How Do DVDs Actually Work?

Between the ubiquity of VHS cassettes and the convenience of digital streaming, not to mention the many nostalgic forgotten formats like LaserDisc, DVDs reigned supreme in the home entertainment scene. With affordability and resilience, DVDs could store digital information on their internal reflective layers and, depending on the precise model of DVD, even rewrite their information for convenient storage purposes. Whether you were watching movies or sharing data between friends, DVDs facilitated it all throughout the early 2000s, and with proper care, DVD and Blu-Ray collections can still last a long time today.

DVDs are similar to digital compact discs (CDs), with approximately the same size, thickness, and materials. Rather than a drastic difference in materials or manufacturing, DVDs differentiated themselves from CDs and other similar formats through their use of multiple data storage layers, made up of polycarbonate plastic injected just below the disc's surface. These layers could be read and parsed by a red laser from a DVD player or PC disc drive, allowing you to access and play the files stored within. DVDs set the stage for Blu-Ray discs after them, with ever-growing data storage capabilities.

Data is stored on multiple writable layers

Both sides of the DVD are made of polycarbonate (PC), but the underside is transparent, while the top side typically has a label on it. Underneath the base layer of the DVD's surface is a second reflective layer composed of metals like aluminum and gold. This is why, when you hold up the bottom of a DVD to a light, it shines in a distinctive rainbow of colors.

Within the underside of a DVD is a spiral track of data, spinning outward from the center. Along the length of this spiral track are a multitude of microscopic bumps, also known as pits. When you place a DVD in a DVD player, the player shines a red laser light onto the bottom side of the disc, penetrating the PC layer and reaching the pits on the reflective layer. Next to the laser emitter is a sensor that determines when and to what intensity the light is being reflected back. As the disc spins, the sensor parses the presence or lack of pits as binary code, with the entire sequence stored within the data track gradually adding up to form whatever files are stored on the DVD.

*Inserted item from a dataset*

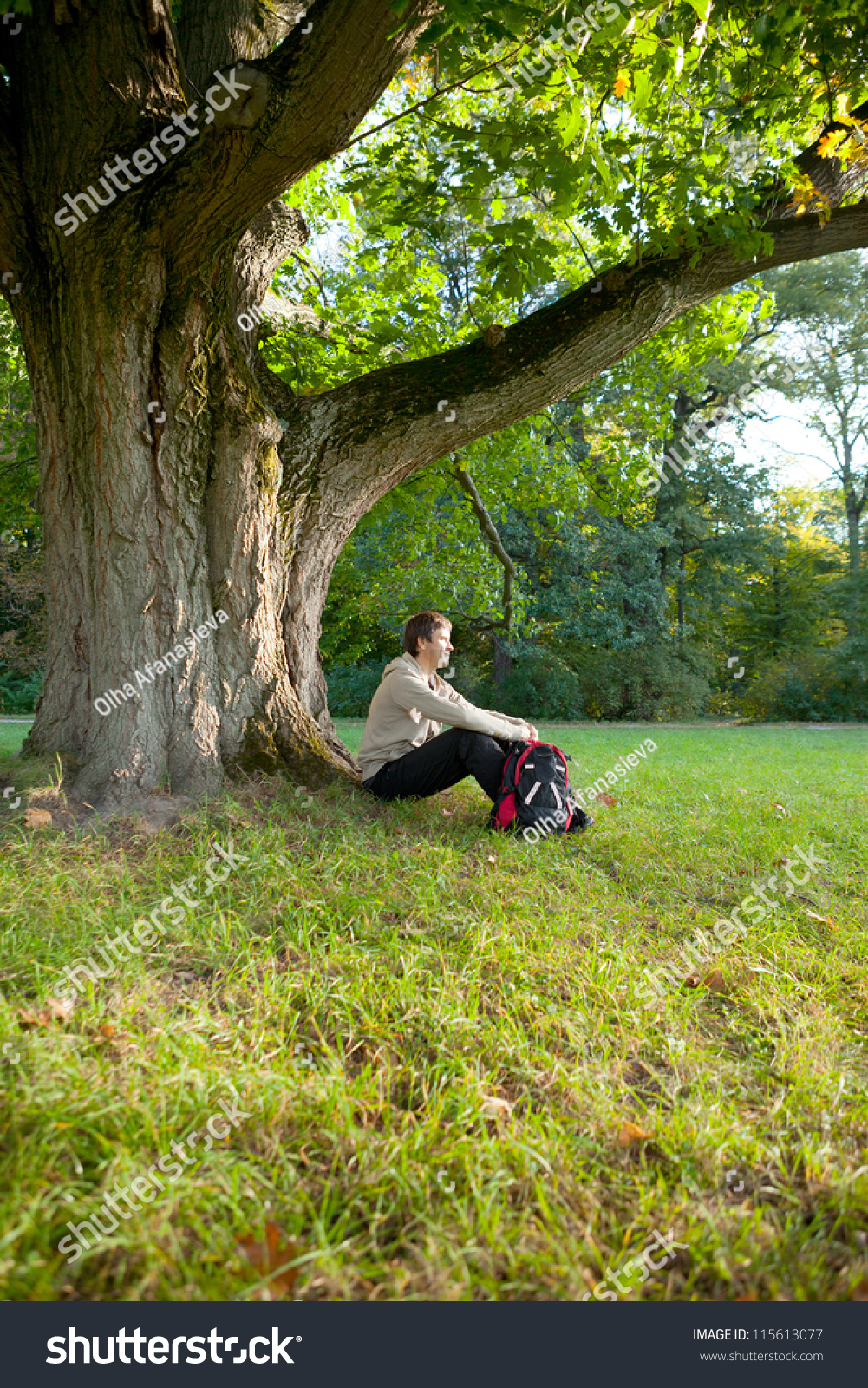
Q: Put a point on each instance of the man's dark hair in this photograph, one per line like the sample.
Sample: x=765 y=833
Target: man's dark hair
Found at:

A read-only DVD has its pits imprinted during its manufacturing process, and they can't be changed afterward. However, there are also rewritable DVDs, which use a special phase-changing material. When a laser is shone on this material, it changes states between amorphous and crystalline, creating a similar effect to the pitted discs that a DVD player can parse. Since the material's state can always be changed, you can always alter the content present on the DVD.

Other storage mediums like Blu-Ray store data differently

CDs and read-only DVDs are made in a similar fashion and with similar materials, and they store and read data in the same way, broadly speaking. Both of them make use of microscopic pits in a reflective layer, and both are read by a laser emitter and sensor. The difference between them is that the pits on a DVD are exponentially smaller, so more of them can be clustered together along its surface.

This results in a storage medium with far more storage space. Additionally, the laser in a DVD player has a narrower focus, so it can read those smaller, more tightly-packed pits. The laser in a CD player is too wide to properly parse the pits in a DVD, so nothing would happen if you tried to play a DVD in one. Blu-Ray discs also use many of the same manufacturing tenets and materials as DVDs as well, but they take their technology even further.

Despite only using a single layer versus a DVD's two-layer approach, Blu-Rays have even more tightly-packed data tracks with even smaller and more numerous pits. A Blu-Ray player uses a blue-violet laser light with an even narrower focus, with the extra benefit of an additional lens sitting closer to the reading mechanism. This all adds up to even greater storage capacity, which also means higher fidelity for video files. These kinds of physical discs are still a great way to store data, which may be part of why Gen Z is getting more interested in physical media.